Atlantis: Milo’s Return

Today’s quick review: Atlantis: Milo’s Return. With the rebirth of Atlantis underway, Milo Thatch (James Arnold Taylor), the explorer who helped discover the sunken city, returns to the surface with Kida (Cree Summer), now the Queen of Atlantis. Reuniting with Milo’s old friends, they follow rumors of an enormous sea monster to a North Atlantic fishing village to determine whether the beast is a rogue Atlantean weapon.

Atlantis: Milo’s Return is an animated fantasy adventure with modest amounts of humor and a flimsy plot. Though nominally the sequel to Atlantis: The Lost Empire, Milo’s Return shares remarkably little with the original. Instead it transplants the cast into a new story with only loose ties to Atlantis. The result is a flat movie that scraps many of the strengths of the first one. What’s left is watchable but unexciting.

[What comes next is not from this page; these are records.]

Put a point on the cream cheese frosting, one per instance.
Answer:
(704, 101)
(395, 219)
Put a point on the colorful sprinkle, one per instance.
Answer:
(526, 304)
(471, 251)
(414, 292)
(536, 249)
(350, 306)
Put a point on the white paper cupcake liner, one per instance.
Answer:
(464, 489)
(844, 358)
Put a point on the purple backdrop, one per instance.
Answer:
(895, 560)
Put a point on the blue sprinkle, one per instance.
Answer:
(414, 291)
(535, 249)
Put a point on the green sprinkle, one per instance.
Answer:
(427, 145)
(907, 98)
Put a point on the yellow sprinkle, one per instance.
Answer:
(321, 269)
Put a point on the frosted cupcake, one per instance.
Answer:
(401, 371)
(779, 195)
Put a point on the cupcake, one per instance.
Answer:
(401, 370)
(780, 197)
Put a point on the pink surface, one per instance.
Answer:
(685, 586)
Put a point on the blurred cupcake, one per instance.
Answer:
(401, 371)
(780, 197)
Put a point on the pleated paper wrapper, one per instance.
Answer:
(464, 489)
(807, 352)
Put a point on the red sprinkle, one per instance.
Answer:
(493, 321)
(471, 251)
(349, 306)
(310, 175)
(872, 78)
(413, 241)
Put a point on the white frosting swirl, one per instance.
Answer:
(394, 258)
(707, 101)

Milo’s Return consists of three short stories that are largely independent of one another. The stories are generic kids’ fare: Milo and friends travel around the world to investigate strange events that could be the work of Atlantean technology. The closest the stories have to a unifying theme is Kida’s doubts about whether to hide Atlantis from the world. The disjointed structure of the movie gives it little purpose and no emotional arc whatsoever.

Atlantis: Milo’s Return serves mainly as an excuse to revisit the characters of the first film. If you happened to enjoy The Lost Empire’s goofy supporting cast, you may get something out of their antics in Milo’s Return. But without a meaningful story for them to engage with, it’s mostly an empty exercise.

5.1 out of 10 on IMDB. I give it a 5.5 for light adventure and a dash of comedy held back by mediocre writing and a weak premise.